The island was loosely veiled by low gray clouds — a collaboration of the west wind and moist lake air. Waves lapped on ice-covered rocks that separate Lake Superior from the forest. That forest has insights to share, if we pay attention.
There is a great deal to do. Knock holes in the ice for water. Secure the Flagship to the ice. Bring a snowmobile and several generators to life. Fire up the communications systems. Make sure the refueling system is working. Start a fire in the cabin. Haul gear from the harbor up to the cabin. The chores will keep us busy all night and into the morning. We can’t begin to make observations until we’ve prepared at least some of the essential gear.
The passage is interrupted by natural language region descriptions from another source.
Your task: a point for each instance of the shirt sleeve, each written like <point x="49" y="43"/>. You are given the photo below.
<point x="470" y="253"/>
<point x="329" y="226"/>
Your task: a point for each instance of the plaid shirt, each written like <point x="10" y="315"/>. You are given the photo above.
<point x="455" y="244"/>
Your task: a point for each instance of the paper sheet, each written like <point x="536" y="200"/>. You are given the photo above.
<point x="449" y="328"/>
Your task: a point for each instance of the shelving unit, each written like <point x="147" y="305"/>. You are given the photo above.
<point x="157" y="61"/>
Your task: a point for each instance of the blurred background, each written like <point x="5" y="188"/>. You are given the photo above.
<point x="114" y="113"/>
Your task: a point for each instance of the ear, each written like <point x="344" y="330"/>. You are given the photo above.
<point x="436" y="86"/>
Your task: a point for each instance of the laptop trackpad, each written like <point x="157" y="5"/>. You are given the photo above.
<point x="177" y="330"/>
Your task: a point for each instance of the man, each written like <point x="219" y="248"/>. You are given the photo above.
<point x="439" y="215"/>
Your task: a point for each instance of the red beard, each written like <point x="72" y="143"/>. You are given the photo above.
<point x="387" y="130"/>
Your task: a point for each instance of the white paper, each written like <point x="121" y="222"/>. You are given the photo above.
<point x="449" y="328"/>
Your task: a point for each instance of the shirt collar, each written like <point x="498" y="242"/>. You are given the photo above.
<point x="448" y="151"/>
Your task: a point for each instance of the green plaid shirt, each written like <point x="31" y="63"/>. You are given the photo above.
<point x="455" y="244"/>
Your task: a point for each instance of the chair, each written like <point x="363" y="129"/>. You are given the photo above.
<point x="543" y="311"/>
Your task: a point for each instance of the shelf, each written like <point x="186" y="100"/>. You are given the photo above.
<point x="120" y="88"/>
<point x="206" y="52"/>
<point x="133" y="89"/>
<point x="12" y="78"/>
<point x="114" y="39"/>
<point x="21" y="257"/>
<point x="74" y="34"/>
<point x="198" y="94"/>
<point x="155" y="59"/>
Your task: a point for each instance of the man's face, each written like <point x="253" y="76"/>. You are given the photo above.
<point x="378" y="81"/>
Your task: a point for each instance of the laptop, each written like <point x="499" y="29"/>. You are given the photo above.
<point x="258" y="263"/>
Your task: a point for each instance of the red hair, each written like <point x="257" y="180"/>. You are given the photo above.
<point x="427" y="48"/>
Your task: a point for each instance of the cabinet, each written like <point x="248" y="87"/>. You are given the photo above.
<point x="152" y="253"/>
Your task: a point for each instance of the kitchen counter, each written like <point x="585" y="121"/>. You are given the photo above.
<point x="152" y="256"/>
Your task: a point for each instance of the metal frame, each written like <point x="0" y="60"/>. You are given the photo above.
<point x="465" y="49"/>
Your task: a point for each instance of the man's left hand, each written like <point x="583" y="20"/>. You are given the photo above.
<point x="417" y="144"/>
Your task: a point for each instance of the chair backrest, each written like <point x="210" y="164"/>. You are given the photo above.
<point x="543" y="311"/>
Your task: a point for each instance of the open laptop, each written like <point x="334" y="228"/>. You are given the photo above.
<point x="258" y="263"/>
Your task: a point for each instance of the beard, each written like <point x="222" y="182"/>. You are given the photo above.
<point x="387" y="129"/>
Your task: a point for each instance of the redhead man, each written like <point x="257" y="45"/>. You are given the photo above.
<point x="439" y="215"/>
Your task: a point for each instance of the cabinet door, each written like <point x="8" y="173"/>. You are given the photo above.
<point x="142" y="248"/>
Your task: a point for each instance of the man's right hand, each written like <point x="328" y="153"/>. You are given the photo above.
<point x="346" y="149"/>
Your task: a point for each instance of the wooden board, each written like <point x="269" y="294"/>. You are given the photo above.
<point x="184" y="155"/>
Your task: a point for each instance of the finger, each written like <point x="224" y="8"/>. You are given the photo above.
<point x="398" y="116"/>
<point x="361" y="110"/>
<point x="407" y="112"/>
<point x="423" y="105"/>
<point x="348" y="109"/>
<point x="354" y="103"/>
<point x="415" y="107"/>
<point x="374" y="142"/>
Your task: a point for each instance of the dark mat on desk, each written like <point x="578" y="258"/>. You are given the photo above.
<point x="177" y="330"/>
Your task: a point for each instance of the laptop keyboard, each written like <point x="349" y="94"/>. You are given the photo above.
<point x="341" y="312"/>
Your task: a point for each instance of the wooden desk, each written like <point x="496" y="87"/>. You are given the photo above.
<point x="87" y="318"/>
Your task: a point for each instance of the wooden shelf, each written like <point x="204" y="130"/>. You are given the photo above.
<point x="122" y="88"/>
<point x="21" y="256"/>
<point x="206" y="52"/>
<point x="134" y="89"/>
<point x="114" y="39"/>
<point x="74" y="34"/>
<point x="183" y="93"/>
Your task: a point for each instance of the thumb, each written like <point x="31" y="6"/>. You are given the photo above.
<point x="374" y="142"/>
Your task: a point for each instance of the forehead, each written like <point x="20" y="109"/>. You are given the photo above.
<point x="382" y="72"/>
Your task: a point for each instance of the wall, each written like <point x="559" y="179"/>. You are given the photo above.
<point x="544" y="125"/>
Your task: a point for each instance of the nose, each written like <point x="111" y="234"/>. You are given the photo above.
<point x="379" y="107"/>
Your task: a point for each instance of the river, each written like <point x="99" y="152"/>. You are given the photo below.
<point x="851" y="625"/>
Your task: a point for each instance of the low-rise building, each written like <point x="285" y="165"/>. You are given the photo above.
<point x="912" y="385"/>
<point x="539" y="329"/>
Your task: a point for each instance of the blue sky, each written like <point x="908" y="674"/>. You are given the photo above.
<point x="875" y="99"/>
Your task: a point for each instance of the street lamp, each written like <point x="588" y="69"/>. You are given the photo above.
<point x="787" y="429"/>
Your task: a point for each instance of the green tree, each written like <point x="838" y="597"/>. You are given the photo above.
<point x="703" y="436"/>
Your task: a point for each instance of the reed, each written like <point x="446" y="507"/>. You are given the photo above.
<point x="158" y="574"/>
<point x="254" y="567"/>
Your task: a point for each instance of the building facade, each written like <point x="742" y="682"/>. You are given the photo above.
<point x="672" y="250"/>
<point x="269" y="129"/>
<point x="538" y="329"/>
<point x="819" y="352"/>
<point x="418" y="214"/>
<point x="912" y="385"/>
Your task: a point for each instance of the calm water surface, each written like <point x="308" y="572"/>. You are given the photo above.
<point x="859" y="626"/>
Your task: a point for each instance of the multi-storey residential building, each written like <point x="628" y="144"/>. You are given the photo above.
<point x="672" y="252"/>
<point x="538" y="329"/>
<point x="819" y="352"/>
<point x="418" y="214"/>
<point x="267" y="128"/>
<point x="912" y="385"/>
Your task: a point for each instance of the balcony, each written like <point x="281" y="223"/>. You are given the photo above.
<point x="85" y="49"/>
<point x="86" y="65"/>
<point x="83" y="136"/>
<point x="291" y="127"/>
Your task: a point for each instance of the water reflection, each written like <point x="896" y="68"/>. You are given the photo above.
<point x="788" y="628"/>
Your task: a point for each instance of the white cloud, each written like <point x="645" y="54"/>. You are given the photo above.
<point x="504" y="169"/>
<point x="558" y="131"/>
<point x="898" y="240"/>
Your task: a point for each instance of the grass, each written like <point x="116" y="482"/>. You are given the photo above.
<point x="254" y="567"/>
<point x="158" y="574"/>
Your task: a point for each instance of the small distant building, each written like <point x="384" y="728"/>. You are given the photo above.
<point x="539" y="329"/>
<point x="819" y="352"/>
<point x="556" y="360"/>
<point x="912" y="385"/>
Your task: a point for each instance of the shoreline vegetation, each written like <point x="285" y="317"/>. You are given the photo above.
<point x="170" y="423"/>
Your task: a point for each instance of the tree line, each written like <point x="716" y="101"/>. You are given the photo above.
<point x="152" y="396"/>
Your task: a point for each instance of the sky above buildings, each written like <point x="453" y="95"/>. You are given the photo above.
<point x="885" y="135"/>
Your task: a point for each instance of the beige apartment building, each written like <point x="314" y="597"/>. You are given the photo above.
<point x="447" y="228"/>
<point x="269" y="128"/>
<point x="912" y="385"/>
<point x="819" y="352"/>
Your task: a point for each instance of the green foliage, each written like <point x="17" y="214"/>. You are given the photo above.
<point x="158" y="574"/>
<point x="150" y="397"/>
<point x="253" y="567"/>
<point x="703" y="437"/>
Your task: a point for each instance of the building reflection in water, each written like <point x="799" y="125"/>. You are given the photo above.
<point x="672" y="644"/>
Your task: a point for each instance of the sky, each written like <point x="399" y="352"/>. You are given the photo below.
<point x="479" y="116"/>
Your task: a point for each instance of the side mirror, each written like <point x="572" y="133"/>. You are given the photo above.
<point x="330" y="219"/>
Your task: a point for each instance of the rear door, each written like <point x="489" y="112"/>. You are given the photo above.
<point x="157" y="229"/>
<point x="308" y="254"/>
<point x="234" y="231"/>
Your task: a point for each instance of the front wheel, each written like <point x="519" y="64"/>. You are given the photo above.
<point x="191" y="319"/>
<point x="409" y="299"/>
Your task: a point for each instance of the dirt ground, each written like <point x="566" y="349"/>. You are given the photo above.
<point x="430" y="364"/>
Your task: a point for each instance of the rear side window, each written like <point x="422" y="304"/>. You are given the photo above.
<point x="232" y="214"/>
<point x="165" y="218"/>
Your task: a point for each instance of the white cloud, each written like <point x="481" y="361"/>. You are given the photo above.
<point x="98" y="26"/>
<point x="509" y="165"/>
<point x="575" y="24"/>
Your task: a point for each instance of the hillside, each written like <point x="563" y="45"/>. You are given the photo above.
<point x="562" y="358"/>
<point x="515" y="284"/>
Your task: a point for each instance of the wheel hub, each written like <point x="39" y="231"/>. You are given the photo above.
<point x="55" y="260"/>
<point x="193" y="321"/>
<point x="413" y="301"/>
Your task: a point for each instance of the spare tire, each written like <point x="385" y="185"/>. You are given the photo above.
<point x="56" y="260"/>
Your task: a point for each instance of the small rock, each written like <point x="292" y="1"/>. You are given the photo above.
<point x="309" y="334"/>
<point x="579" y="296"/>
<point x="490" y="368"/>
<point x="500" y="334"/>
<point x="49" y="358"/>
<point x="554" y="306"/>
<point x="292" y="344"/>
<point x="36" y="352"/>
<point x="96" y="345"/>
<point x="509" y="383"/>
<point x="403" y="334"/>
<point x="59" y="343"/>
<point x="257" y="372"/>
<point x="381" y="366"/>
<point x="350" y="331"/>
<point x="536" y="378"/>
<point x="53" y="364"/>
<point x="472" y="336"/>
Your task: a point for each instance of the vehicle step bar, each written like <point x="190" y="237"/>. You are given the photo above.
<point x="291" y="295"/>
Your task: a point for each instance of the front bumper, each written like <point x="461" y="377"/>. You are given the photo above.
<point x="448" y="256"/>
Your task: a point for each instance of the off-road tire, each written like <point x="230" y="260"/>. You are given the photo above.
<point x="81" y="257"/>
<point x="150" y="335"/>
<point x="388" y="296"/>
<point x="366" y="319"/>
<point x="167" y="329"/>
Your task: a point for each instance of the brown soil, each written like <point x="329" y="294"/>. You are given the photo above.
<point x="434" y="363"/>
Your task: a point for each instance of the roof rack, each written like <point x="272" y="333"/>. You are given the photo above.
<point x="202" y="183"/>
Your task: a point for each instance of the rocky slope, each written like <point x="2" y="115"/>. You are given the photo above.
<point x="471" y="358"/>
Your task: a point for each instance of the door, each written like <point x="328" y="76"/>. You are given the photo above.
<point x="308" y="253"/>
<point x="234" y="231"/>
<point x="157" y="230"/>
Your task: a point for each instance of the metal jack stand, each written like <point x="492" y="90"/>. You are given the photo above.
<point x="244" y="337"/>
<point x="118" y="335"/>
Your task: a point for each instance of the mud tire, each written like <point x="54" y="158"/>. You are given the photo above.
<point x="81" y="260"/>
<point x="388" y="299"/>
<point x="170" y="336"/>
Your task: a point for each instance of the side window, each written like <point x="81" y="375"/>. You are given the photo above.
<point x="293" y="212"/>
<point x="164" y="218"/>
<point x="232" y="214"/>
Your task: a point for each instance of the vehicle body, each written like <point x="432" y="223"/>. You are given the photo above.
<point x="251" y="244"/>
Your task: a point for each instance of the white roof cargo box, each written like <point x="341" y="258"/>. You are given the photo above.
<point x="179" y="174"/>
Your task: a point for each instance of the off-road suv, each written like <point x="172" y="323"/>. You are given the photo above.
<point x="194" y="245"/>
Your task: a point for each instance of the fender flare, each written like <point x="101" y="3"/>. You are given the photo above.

We worked diligently because the weather was deteriorating, and we wanted to get a flight in before the snow clouds we could see building began to unload their contents. By noon we were ready to fly.
Where do you begin when you don’t know what you may find, when you know you won’t have much time and when you need to keep an eye on the weather? We began with the south shore, where wolves spend a great deal of time looking for moose. In the flat light filtering through thick clouds, we strained to spot wolf tracks. Finally we saw the tracks of a lone wolf at Long Point. Several miles to the northeast, they hooked up with tracks of what seemed to be three wolves that had spent the night on a rocky crag near Atwood beach. They didn’t look particularly fresh, so we left seeking better prospects. At Senter point we found more tracks, most likely from the same group of wolves.
We flew northeast, listening through headsets for telemetry signals from the radio-collared wolves and staring out the cockpit window for wolf tracks that might cut across any creek, drainage or inland lake. An hour passed without another clue. Plenty of time to wonder: Are three wolves all that remain here in what had been Middle Pack (MP) territory? If they are MP wolves, none of them is collared. It could take days to find them.
Then comes a beep, and another and another. Within a few minutes we were circling over the alpha male of Chippewa Harbor Pack (CHP). He is traveling southwest through a swamp near Lane Cove with four other wolves.
Sunday, Jan. 23
Big, wet, heavy snowflakes let us sleep in. We won’t be able to fly again until the snow clears.